Consumismo leva del progresso

Comunemente il termine consumismo ha un’accezione negativa denotando un comportamento umano dedito all’acquisto eccessivo. Ma eliminati i casi patologici, come l’acquisto compulsivo o il classico collezionista che si rovina per la sua passione, il consumismo è veramente negativo?

Pensate a Villa d’Este a Tivoli, splendido esempio di palazzo rinascimentale che ogni anno attira circa 450.000 visitatori, non è forse un esempio del consumismo del suo ideatore, il cardinale Ippolito d’Este? Il cardinale fu nominato governatore di Tivoli da papa Giulio III, ma quando si accorse che la sua residenza sarebbe stata una vecchio convento adattato a residenza del governatore, procedette alla costruzione della villa che oggi tutti ammiriamo. Se il cardinale si fosse accontentato del vecchio convento riadattato, oggi avremmo Villa d’Este a Tivoli?

Il consumismo o meglio la voglia di consumare di più o cose più belle è stato una molla fondamentale per lo sviluppo umano. Oltre alla spinta originaria dei bisogni primari come quelli del cibo e di un riparo, ne esiste un’altra che spinge l’essere umano a desiderare una casa più grande, dei vestiti più belli, un’auto più veloce e così via. Questo aspetto è perfettamente umano come quello dei bisogni primari e non è da condannare. Se il cardinale d’Este fosse stato un seguace del Poverello di Assisi non avremmo la Villa è non ne godremmo della sua bellezza.

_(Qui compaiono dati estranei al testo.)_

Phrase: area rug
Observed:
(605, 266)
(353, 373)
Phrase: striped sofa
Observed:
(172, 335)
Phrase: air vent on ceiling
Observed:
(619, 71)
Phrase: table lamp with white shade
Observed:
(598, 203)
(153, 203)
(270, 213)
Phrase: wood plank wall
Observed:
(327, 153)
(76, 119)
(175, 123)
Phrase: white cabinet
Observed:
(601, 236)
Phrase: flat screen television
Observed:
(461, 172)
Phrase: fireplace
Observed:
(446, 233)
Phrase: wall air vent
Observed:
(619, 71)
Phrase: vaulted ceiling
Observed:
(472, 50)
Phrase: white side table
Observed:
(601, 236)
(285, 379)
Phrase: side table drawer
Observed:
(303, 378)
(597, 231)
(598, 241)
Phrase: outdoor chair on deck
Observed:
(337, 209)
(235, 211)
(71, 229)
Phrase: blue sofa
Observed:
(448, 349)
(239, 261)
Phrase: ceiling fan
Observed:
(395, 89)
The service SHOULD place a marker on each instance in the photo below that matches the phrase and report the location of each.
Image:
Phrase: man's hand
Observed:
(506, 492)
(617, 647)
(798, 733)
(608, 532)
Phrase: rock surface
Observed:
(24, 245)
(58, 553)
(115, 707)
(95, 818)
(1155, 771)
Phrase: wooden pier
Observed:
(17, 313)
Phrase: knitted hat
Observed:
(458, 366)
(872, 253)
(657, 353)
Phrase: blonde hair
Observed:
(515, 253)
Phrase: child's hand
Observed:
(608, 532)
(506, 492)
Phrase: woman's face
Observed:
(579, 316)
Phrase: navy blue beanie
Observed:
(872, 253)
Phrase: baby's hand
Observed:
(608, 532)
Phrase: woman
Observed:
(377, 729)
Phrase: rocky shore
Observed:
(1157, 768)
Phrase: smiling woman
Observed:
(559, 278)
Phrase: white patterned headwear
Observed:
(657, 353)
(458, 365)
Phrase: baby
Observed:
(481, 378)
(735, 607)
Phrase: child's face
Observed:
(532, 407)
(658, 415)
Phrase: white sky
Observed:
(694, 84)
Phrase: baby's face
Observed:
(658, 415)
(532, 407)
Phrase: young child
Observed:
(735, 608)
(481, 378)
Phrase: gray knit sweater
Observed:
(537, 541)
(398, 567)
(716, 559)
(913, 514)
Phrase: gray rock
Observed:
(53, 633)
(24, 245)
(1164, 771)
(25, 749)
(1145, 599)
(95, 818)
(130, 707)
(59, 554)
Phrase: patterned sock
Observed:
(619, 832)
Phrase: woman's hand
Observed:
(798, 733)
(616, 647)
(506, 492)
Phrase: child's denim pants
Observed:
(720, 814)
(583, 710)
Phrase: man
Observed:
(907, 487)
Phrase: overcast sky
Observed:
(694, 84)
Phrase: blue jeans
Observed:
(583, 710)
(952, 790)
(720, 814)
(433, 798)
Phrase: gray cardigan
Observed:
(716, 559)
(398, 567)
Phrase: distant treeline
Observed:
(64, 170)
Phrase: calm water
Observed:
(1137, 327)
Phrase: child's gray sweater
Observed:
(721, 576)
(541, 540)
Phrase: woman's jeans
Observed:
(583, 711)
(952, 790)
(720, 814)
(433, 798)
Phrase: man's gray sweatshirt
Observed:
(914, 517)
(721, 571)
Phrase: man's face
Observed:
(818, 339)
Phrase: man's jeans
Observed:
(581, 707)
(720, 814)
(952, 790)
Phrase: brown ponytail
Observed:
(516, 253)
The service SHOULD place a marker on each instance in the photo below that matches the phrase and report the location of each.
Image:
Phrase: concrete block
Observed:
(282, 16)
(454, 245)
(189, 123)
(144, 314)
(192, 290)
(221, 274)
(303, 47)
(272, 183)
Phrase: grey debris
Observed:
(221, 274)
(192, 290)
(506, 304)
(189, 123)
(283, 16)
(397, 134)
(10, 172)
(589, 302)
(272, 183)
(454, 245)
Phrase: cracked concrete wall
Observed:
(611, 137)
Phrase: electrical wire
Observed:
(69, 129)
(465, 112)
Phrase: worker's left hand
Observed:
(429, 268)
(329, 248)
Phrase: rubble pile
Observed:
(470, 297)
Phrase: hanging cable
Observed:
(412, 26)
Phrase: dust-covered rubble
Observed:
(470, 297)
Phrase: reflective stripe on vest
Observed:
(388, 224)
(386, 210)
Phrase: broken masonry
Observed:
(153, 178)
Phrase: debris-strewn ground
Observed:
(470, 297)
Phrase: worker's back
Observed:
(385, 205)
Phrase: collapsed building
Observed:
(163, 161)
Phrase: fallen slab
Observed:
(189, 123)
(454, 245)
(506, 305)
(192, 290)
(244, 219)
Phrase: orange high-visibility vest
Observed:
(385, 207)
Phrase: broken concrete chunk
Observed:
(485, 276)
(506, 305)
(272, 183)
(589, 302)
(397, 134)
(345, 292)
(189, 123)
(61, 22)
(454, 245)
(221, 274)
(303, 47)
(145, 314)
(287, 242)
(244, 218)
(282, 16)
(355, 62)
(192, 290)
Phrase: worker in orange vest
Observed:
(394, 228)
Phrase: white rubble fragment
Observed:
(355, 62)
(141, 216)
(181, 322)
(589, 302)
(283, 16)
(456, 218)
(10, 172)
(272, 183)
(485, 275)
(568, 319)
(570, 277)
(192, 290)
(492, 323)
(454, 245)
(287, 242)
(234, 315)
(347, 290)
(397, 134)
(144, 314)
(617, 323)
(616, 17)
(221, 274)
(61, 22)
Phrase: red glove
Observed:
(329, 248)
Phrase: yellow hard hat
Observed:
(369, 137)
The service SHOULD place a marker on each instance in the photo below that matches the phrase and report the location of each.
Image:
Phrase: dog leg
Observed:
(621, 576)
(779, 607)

Per consumare è necessario prima di tutto produrre e la spinta che spinge l’uomo ad acquisire più beni lo costringe anche a lavorare di più e a ingegnarsi per ottenere di più. Se tutti si accontentassero dello status quo, non ci sarebbe progresso. Il fatto che esistano molti individui disposti, per esempio, a cambiare cellulare ogni sei mesi o anno, permette l’innovazione continua del settore cellulare che porta benefici anche ai “parsimoniosi” che comprano un cellulare ogni cinque anni o un cellulare dal costo medio basso. Se i produttori di cellulari non potessero contate su consumatori disposti a spendere mille euro per un cellulare non potrebbero investire risorse importanti in ricerca e sviluppo. Lo stesso discorso vale per tutti gli altri settori, per esempio l’auto, dove le innovazioni immesse in un primo momento nelle ammiraglie da svariate decine di migliaia di euro e più, a mano a mano migrano verso le utilitarie. D’altro canto se non ci fosse la spinta del consumismo, come desiderare un‘auto più bella o un televisore più grande, quanti lavoratori non si sforzerebbero per avere una promozione o per fare gli straordinari? E se pensiamo ai musei o ai palazzi antichi, se non ci fosse stato il consumismo, avremmo ben poco da visitare. Come detto all’inizio, se il consumismo non sfocia in comportamenti patologici e si mantiene un giusto equilibrio fra spese e risparmio, è meno negativo di quanto viene comunemente dipinto.